The latest National Review features Joseph Tartakovsky’s review of Richard Epstein‘s latest book, Design for Liberty: Private Property, Public Administration, and the Rule of Law. Described as “what amounts to a 200-page brief against the errors of modern American law and governance,” the book focuses special attention on problems such as overregulation.

The old order was largely founded on the law of contract, where private individuals freely bound themselves, and the law of property, in which you did as you liked with your property so long as your use didn’t intrude upon others. Now, he argues, officials routinely supplant tailored agreements or restrict the disposition of one’s own land. Epstein particularly laments what he sees as the willingness of courts to accept an agency’s “reasonable” interpretation of its own statutory mandate.
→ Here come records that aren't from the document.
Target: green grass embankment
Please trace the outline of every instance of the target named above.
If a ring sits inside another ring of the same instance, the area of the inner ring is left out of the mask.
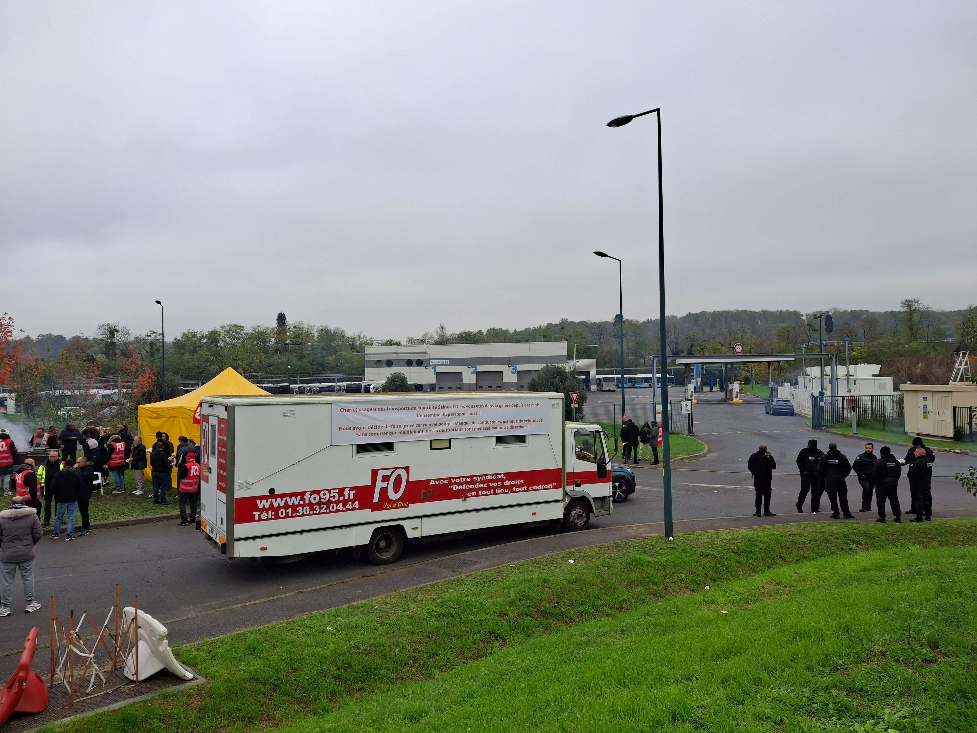
[[[582,622],[611,619],[611,633],[623,633],[630,622],[613,618],[650,601],[664,601],[704,585],[723,587],[791,563],[891,549],[907,542],[977,544],[977,520],[938,520],[919,526],[819,523],[701,533],[682,535],[670,542],[651,538],[528,560],[178,648],[177,657],[206,677],[207,684],[74,720],[60,729],[269,730],[303,716],[325,715],[363,696],[396,691],[406,682],[432,679]],[[839,600],[843,597],[837,595]],[[830,618],[824,621],[830,626]],[[800,628],[816,629],[820,623]],[[767,628],[762,624],[753,627],[752,643],[766,643]],[[652,631],[653,626],[645,627],[646,633]],[[624,674],[637,683],[645,671],[621,666],[614,679]],[[737,694],[745,700],[743,684],[737,682],[733,690],[740,690]],[[677,694],[668,689],[663,693]],[[810,696],[804,691],[783,694]],[[457,702],[450,691],[444,697],[446,705]],[[580,708],[606,703],[603,698],[577,701],[569,712],[582,714]],[[407,711],[416,720],[425,718],[429,710],[421,705],[423,709]],[[557,716],[566,719],[564,711]],[[599,729],[576,728],[570,722],[567,729]],[[329,729],[324,726],[323,730]],[[471,723],[462,729],[466,727],[487,729]]]
[[[870,723],[969,732],[975,577],[974,547],[778,568],[581,624],[282,733],[854,732]]]

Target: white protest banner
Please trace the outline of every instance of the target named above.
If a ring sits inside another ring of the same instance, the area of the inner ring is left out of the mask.
[[[549,432],[549,399],[356,400],[332,404],[332,445]]]

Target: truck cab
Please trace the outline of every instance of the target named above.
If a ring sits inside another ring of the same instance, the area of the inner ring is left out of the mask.
[[[590,514],[600,517],[612,511],[607,437],[600,425],[584,422],[568,422],[565,431],[564,526],[571,531],[582,530],[590,523]]]

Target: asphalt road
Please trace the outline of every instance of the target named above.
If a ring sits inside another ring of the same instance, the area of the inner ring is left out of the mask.
[[[794,508],[798,477],[793,461],[815,435],[805,428],[803,417],[766,415],[760,400],[727,405],[718,393],[701,397],[696,406],[696,430],[708,444],[709,453],[674,464],[676,533],[772,522],[831,521],[826,513],[798,515]],[[587,416],[610,419],[615,403],[619,410],[619,395],[591,394]],[[629,415],[644,420],[651,411],[647,390],[628,393]],[[836,441],[849,457],[862,451],[858,440],[825,433],[817,437],[823,449],[828,441]],[[779,466],[774,474],[773,510],[780,516],[775,519],[750,516],[753,490],[746,459],[761,442]],[[897,454],[903,452],[905,449],[895,450]],[[973,456],[937,454],[933,499],[938,515],[977,514],[977,499],[952,478],[973,462]],[[341,554],[310,556],[288,565],[229,563],[191,527],[178,527],[175,522],[98,530],[73,542],[45,537],[37,545],[36,568],[37,598],[44,608],[32,615],[23,614],[21,584],[17,582],[14,613],[0,619],[0,653],[19,650],[32,625],[41,628],[42,640],[47,636],[51,595],[56,596],[56,610],[62,619],[66,621],[74,609],[76,613],[87,610],[101,621],[111,605],[115,583],[121,585],[125,605],[131,605],[132,596],[138,594],[140,608],[165,623],[174,642],[182,643],[503,562],[658,534],[660,525],[656,523],[662,521],[661,472],[658,467],[642,464],[636,474],[638,491],[616,504],[610,517],[595,519],[588,532],[482,532],[459,540],[408,547],[397,564],[386,568],[354,562]],[[854,481],[849,481],[849,487],[853,508],[857,508],[861,490]],[[901,487],[901,500],[904,506],[909,502],[908,485]],[[875,517],[874,513],[856,516],[859,521]]]

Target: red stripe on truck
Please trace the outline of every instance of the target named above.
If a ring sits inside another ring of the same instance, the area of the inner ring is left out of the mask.
[[[560,488],[559,468],[435,479],[411,479],[409,466],[374,468],[370,483],[363,486],[238,496],[234,499],[234,523],[269,522],[364,509],[390,511],[431,501]]]

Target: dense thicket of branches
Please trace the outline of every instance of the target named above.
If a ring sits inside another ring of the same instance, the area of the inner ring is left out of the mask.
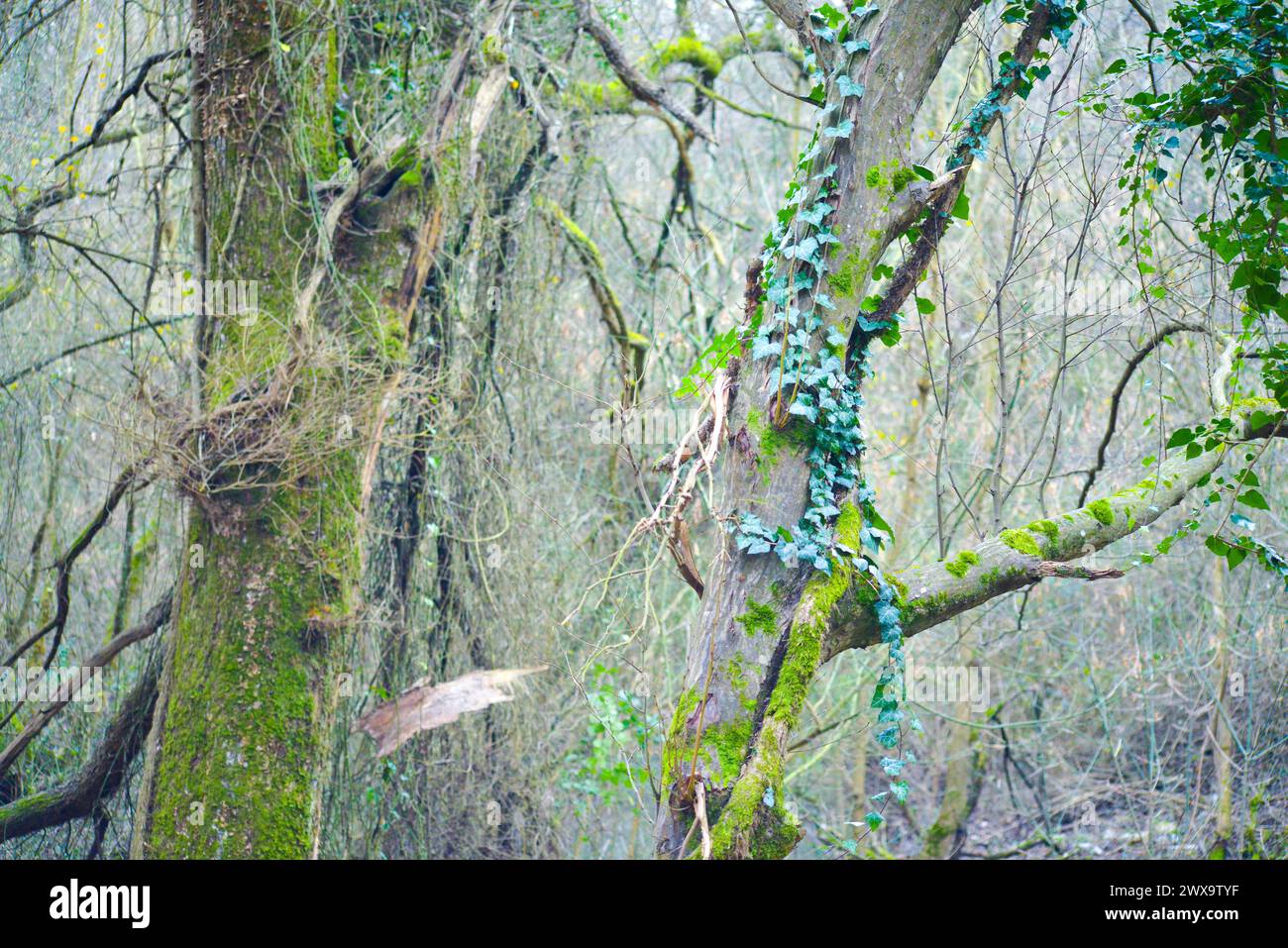
[[[1283,334],[1200,237],[1243,184],[1198,126],[1132,180],[1200,68],[1137,58],[1164,4],[272,6],[0,10],[0,652],[100,668],[0,688],[0,853],[1288,853],[1283,578],[1204,549],[1282,541]],[[738,327],[860,36],[822,280],[842,356],[898,321],[862,471],[902,773],[864,580],[732,533],[808,506]],[[354,728],[533,667],[386,756]]]

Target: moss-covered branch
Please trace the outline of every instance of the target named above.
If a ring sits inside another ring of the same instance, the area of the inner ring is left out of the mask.
[[[1257,415],[1278,417],[1276,407],[1261,399],[1245,399],[1234,407],[1230,415],[1235,431],[1233,443],[1278,433],[1278,428],[1255,430]],[[961,554],[953,560],[895,574],[893,578],[902,594],[904,634],[933,629],[958,613],[1047,577],[1105,577],[1105,571],[1063,564],[1158,520],[1190,491],[1207,483],[1207,478],[1225,464],[1233,443],[1204,451],[1198,457],[1176,453],[1163,461],[1153,477],[1048,520],[1003,529],[971,550],[969,558]],[[841,598],[831,616],[828,657],[880,641],[872,599],[873,591],[862,580]]]

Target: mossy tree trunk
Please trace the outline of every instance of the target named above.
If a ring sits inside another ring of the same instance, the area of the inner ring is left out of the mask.
[[[842,246],[828,282],[850,321],[873,265],[911,223],[916,205],[904,185],[913,118],[974,6],[972,0],[904,0],[882,6],[863,30],[871,53],[851,79],[866,91],[846,113],[854,134],[833,158],[840,187],[832,231]],[[768,524],[795,524],[808,498],[808,434],[799,420],[784,429],[772,424],[775,395],[766,362],[742,367],[729,431],[734,444],[747,447],[726,452],[721,496]],[[850,507],[838,533],[857,536],[858,527]],[[781,857],[795,846],[799,831],[782,804],[782,748],[823,661],[827,616],[849,580],[844,569],[809,578],[724,542],[690,635],[684,692],[666,741],[661,854],[680,854],[698,779],[706,786],[716,857]]]
[[[462,33],[419,142],[358,156],[336,184],[337,21],[303,0],[194,9],[198,268],[258,281],[258,313],[198,330],[204,426],[178,452],[191,546],[133,853],[307,858],[367,482],[440,240],[448,142],[469,142],[479,37]]]
[[[907,149],[922,97],[976,6],[974,0],[902,0],[882,5],[863,23],[871,49],[854,61],[851,80],[866,91],[845,99],[840,116],[828,118],[853,121],[853,133],[837,139],[831,158],[838,187],[828,197],[829,204],[836,201],[829,227],[841,246],[833,250],[826,278],[837,314],[848,322],[858,316],[873,265],[920,218],[921,236],[899,263],[873,318],[891,317],[907,301],[963,187],[974,160],[969,139],[953,151],[954,170],[929,184],[916,183]],[[987,140],[996,116],[1014,97],[1016,77],[1033,61],[1050,19],[1050,9],[1036,4],[1011,55],[1015,68],[989,91],[992,117],[971,126],[975,140]],[[811,45],[810,35],[801,40]],[[772,424],[777,392],[768,362],[730,370],[737,376],[716,496],[721,517],[751,513],[773,528],[795,526],[804,513],[810,433],[796,417],[782,428]],[[1222,377],[1218,397],[1224,384]],[[1262,408],[1276,412],[1273,406]],[[1230,411],[1235,439],[1267,435],[1252,429],[1255,410],[1242,402]],[[1153,523],[1206,482],[1225,457],[1224,451],[1168,457],[1154,477],[1110,497],[1002,529],[951,563],[887,573],[904,635],[1047,577],[1121,574],[1064,564]],[[849,504],[841,509],[837,540],[858,549],[858,510]],[[844,563],[833,560],[831,576],[811,574],[804,567],[786,569],[772,555],[746,555],[732,537],[723,540],[689,635],[684,688],[665,742],[656,824],[659,855],[699,854],[703,836],[715,858],[781,858],[795,848],[801,831],[784,806],[784,748],[822,663],[848,648],[880,643],[875,599],[872,583],[857,581]],[[699,796],[706,827],[696,826],[702,823]]]

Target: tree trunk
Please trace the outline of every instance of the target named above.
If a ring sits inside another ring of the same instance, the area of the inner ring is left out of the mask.
[[[857,62],[853,79],[866,93],[848,108],[855,133],[832,158],[840,184],[832,231],[842,249],[828,282],[849,321],[881,251],[911,223],[902,222],[908,194],[898,173],[907,174],[912,122],[972,6],[972,0],[907,0],[882,8],[863,30],[871,53]],[[742,368],[729,433],[747,447],[724,457],[719,496],[766,524],[796,524],[809,483],[804,422],[775,428],[774,395],[764,361]],[[838,536],[857,536],[858,526],[857,511],[848,509]],[[832,577],[808,578],[772,556],[744,555],[728,537],[711,573],[662,759],[657,849],[681,855],[693,784],[702,779],[715,857],[782,857],[800,836],[783,809],[783,748],[823,661],[826,620],[849,574],[838,568]]]
[[[489,26],[507,9],[493,4]],[[206,277],[259,281],[259,312],[198,330],[205,411],[176,452],[193,498],[189,558],[135,855],[317,855],[375,452],[442,202],[501,88],[489,75],[474,93],[488,93],[486,108],[461,121],[474,62],[496,72],[504,61],[464,30],[419,140],[359,156],[335,184],[340,37],[318,23],[303,1],[196,5],[197,245]],[[428,187],[407,175],[421,169]]]

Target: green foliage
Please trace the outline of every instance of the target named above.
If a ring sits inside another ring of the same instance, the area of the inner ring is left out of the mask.
[[[623,757],[647,760],[648,735],[656,719],[648,703],[620,684],[621,668],[600,663],[591,666],[585,679],[590,703],[586,733],[564,759],[560,786],[583,797],[614,801],[632,783],[648,783],[648,769]],[[634,795],[626,793],[626,799]]]
[[[1176,4],[1170,17],[1175,26],[1151,35],[1159,43],[1158,52],[1139,59],[1179,63],[1189,79],[1173,91],[1145,90],[1126,100],[1133,109],[1136,138],[1135,153],[1119,180],[1131,194],[1123,213],[1151,205],[1158,187],[1172,171],[1185,174],[1185,162],[1198,152],[1204,176],[1220,176],[1222,200],[1194,223],[1199,240],[1233,267],[1229,290],[1242,292],[1244,301],[1239,341],[1253,348],[1255,339],[1266,331],[1267,318],[1288,319],[1288,298],[1279,289],[1288,268],[1288,152],[1280,131],[1288,117],[1288,12],[1283,0],[1188,0]],[[1124,61],[1117,61],[1106,75],[1126,68]],[[1148,252],[1148,231],[1142,236]],[[1128,238],[1124,234],[1123,242]],[[1144,261],[1139,267],[1142,274],[1153,269]],[[1288,407],[1288,346],[1271,344],[1266,356],[1262,380],[1278,407]],[[1231,428],[1229,419],[1181,428],[1171,434],[1167,447],[1184,448],[1186,457],[1197,457],[1227,444],[1236,434]],[[1204,506],[1218,496],[1209,496]],[[1235,500],[1267,509],[1256,489]],[[1251,528],[1248,518],[1230,519]],[[1188,524],[1181,529],[1188,531]],[[1276,554],[1266,555],[1251,537],[1227,542],[1212,535],[1206,546],[1231,567],[1256,551],[1262,564],[1274,569]],[[1166,553],[1163,545],[1159,551]]]

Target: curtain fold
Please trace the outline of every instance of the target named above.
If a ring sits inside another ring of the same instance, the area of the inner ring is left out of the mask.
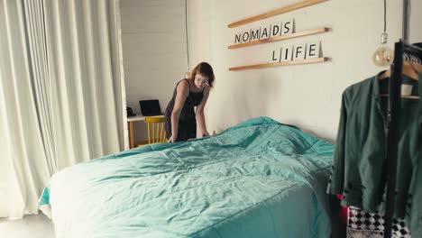
[[[117,0],[0,0],[0,217],[50,177],[124,149]]]

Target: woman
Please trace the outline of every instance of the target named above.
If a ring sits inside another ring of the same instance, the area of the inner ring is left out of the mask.
[[[204,107],[214,79],[213,68],[208,63],[202,62],[195,67],[189,78],[178,82],[165,114],[166,137],[169,142],[196,138],[197,121],[202,135],[209,135],[205,123]]]

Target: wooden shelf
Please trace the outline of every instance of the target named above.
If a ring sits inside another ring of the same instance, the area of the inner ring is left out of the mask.
[[[297,4],[293,4],[293,5],[288,5],[288,6],[285,6],[285,7],[281,7],[281,8],[279,8],[279,9],[276,9],[276,10],[273,10],[273,11],[271,11],[271,12],[268,12],[268,13],[265,13],[265,14],[252,16],[252,17],[249,17],[249,18],[246,18],[246,19],[243,19],[243,20],[230,23],[228,25],[228,27],[229,28],[237,27],[237,26],[240,26],[240,25],[243,25],[243,24],[247,24],[247,23],[253,23],[253,22],[256,22],[256,21],[259,21],[259,20],[261,20],[261,19],[269,18],[269,17],[278,15],[278,14],[285,14],[285,13],[295,11],[295,10],[304,8],[304,7],[307,7],[307,6],[310,6],[310,5],[313,5],[321,4],[321,3],[324,3],[324,2],[326,2],[326,1],[328,1],[328,0],[305,0],[305,1],[301,1],[301,2],[297,3]]]
[[[246,66],[239,66],[239,67],[229,68],[229,71],[244,70],[244,69],[261,69],[261,68],[276,67],[276,66],[288,66],[288,65],[319,63],[319,62],[328,61],[330,59],[327,58],[327,57],[322,57],[322,58],[315,58],[315,59],[302,60],[293,60],[293,61],[266,63],[266,64],[256,64],[256,65],[246,65]]]
[[[229,45],[228,49],[236,49],[236,48],[242,48],[242,47],[246,47],[246,46],[280,41],[284,41],[284,40],[296,38],[296,37],[324,33],[329,31],[330,31],[330,28],[328,27],[321,27],[321,28],[316,28],[316,29],[312,29],[312,30],[302,31],[302,32],[296,32],[296,33],[281,35],[281,36],[272,37],[269,39],[262,39],[260,41],[251,41],[251,42]]]

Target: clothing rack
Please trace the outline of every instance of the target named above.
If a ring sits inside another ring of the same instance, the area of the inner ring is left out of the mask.
[[[388,109],[388,134],[387,134],[387,197],[384,215],[384,238],[391,237],[393,213],[395,208],[396,195],[396,172],[399,146],[399,121],[401,97],[401,74],[403,67],[403,55],[406,49],[422,50],[413,45],[409,45],[408,39],[408,0],[403,0],[403,38],[394,46],[394,62],[391,67],[390,78],[390,100]],[[407,53],[407,52],[406,52]],[[419,82],[420,83],[420,82]]]
[[[394,46],[394,63],[390,78],[390,100],[388,111],[387,135],[387,197],[384,215],[384,238],[391,237],[392,215],[395,207],[396,168],[399,144],[399,120],[401,91],[401,73],[403,65],[403,42]]]

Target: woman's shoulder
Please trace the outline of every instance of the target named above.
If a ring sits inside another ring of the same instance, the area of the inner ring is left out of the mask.
[[[186,78],[181,79],[178,82],[177,89],[181,91],[189,91],[189,83],[186,80]]]

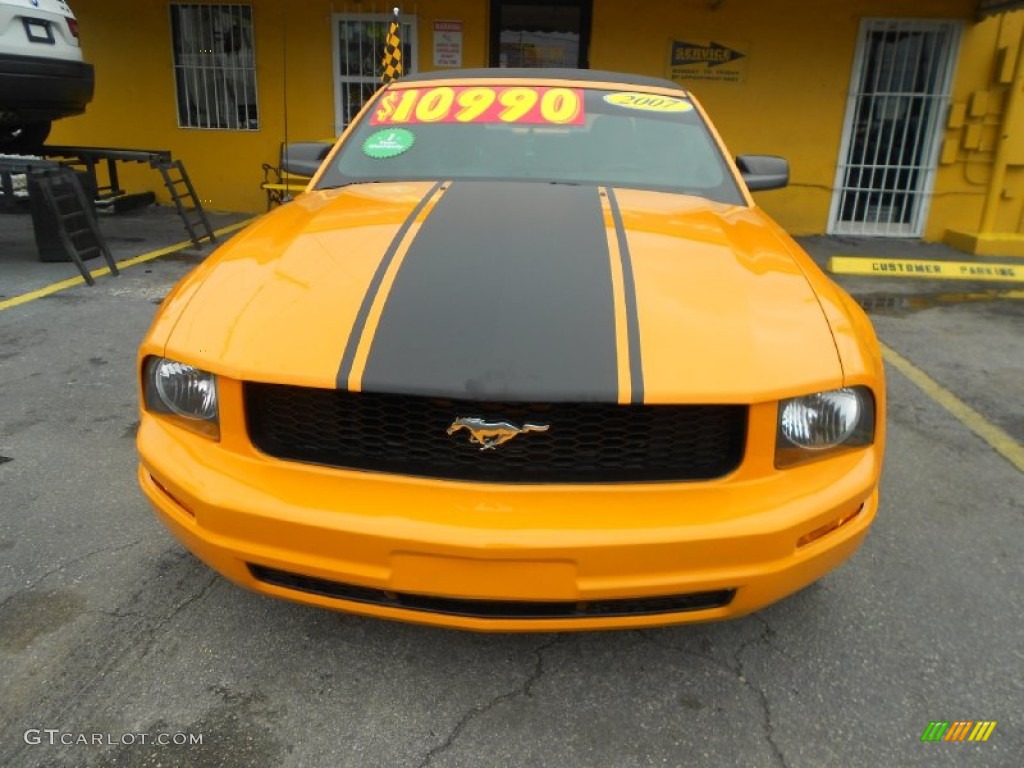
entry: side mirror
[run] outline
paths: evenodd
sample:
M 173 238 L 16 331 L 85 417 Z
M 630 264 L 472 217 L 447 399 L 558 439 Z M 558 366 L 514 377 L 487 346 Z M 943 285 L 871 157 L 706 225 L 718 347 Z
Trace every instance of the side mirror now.
M 790 163 L 774 155 L 738 155 L 736 167 L 751 191 L 781 189 L 790 183 Z
M 281 147 L 281 167 L 294 176 L 312 176 L 331 152 L 325 141 L 298 141 Z

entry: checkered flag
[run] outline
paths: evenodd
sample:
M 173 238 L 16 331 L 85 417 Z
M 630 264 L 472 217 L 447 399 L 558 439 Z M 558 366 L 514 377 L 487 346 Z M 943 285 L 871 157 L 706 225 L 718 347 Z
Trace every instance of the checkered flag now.
M 381 82 L 385 85 L 401 77 L 401 40 L 398 37 L 400 30 L 398 9 L 395 8 L 394 18 L 391 19 L 391 26 L 387 30 L 387 38 L 384 40 L 384 58 L 381 59 L 381 67 L 384 68 L 384 72 L 381 73 Z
He points to how the Army Corps of Engineers, once tasked with managing the “waters of the United States” (i.e., waters capable of supporting navigation), has been permitted, after the Supreme Court’s Rapanos decision (2006), to interpret its domain to include wetlands, sloughs, mudflats, streams, prairie potholes, even “natural ponds.” The “secret of good government,” he writes, is to “select a few key tasks and to perform those well,” tasks such as “picking up the garbage from public streets.” The First Amendment, he has said elsewhere, should have stopped after “Congress shall make no law.”